What is AC21 ?

Enacted in 2000, the American Competitiveness in the 21st Century Act (AC21) provides two important provisions by allowing foreign nationals to change jobs before obtaining a green card (visa portability), and to extend their H-1B visa status beyond the 6-year statutory limit. Prior to AC 21, H-1B foreign nationals had to depart the U.S. after they had been in H status for 6 years. If they had adjustment of status application filed, they would have to keep working for the same employer for years until they obtained their greencards. With AC21, foreign nationals now have much more flexibility to change jobs or extend their H-1B status until a decision is made on their Adjustment of Status application.

What are the AC21 Portability Requirements?

Per the AC21 Portability Act, USCIS permits foreign nationals to change jobs during the pendency of I-485 , if:

  • The proposed employment is in the "same or similar" occupational classification
  • That I-140 has been approved, or is approvable when filed concurrently with I-485
  • That Form I-485 has been pending for at least 180 days.

How does the USCIS determine the new job is in the "same or similar" occupational classification?

Although there is no clear cut answer, the USCIS may consider the following to be in the "same or similar" occupational classification:

  • Job Description of the new employment will be compared with the job descriptions contained in the I-140 or labor certification
  • The DOT code or SOC code assigned to the I-140 based on the labor certification will be used to determine whether the new employment is in the same or similar occupational classification
  • The new salary should be similar and not be significantly different from the previous one.
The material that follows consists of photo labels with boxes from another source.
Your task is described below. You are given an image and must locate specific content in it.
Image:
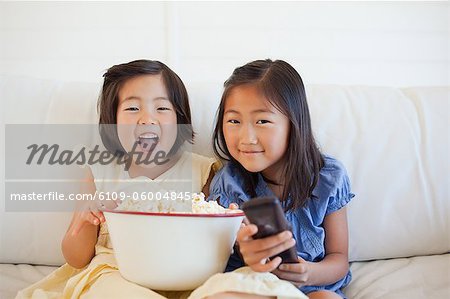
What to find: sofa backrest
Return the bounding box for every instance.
[0,76,450,265]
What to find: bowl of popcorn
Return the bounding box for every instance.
[103,193,244,291]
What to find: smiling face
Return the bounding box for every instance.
[116,75,177,165]
[223,84,290,182]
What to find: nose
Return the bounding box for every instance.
[239,124,258,144]
[138,109,158,125]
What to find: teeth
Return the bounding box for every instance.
[139,133,158,138]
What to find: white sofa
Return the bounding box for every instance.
[0,76,450,299]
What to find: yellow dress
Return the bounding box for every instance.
[16,153,307,299]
Do I have to notify USCIS about the job change?

It is generally a good idea to notify USCIS of any changes that affect one's immigration benefits. To avoid problems when the USCIS adjudicates your I-485 as visas become available, one should notify the USCIS of the job change, the job description and wage level of the new job to prove it is in the same or similar "same or similar" occupational classification. The USCIS may also issue a Request for Evidence (RFE) or Notice of intent to Deny (NOID) when they adjudicate the adjustment application and has knowledge that one does not work for the employer originally listed on the Labor certification or I-140.

Is there any form one can use to notify USCIS?

There isn't. One should write a letter to the USCIS to describe the changes.

Who may request for H1B Extension using AC21?

Foreign nationals may request to extend their H1B status annually in one-year increments if their labor certification or I-140 was filed at least 365 days prior to the completion of the six-year limit.

If I-140 has already been approved but priority date is not current, they may apply for three-year extensions of H-1B status. There are no limits as to how many extensions one may request and obtain.

Can USCIS deny H-1B 6th year extension?

USCIS will approve H1B post 6th-year extension in 1-year increments unless DOL or USCIS issues a final decision to deny the labor certification application; revoke an approved labor certification; deny the pending I-140 petition; or approve or deny adjustment of status application.

Similarly, for beneficiaries with approved I-140 petitions, USCIS will approve the 3-year H1B extensions until a final decision of the I-485 is reached.

How do I request post-6th year H-1B Extensions?

The petition letter in the H-1B extension application should explain one's eligibility and proof under the AC21 provisions.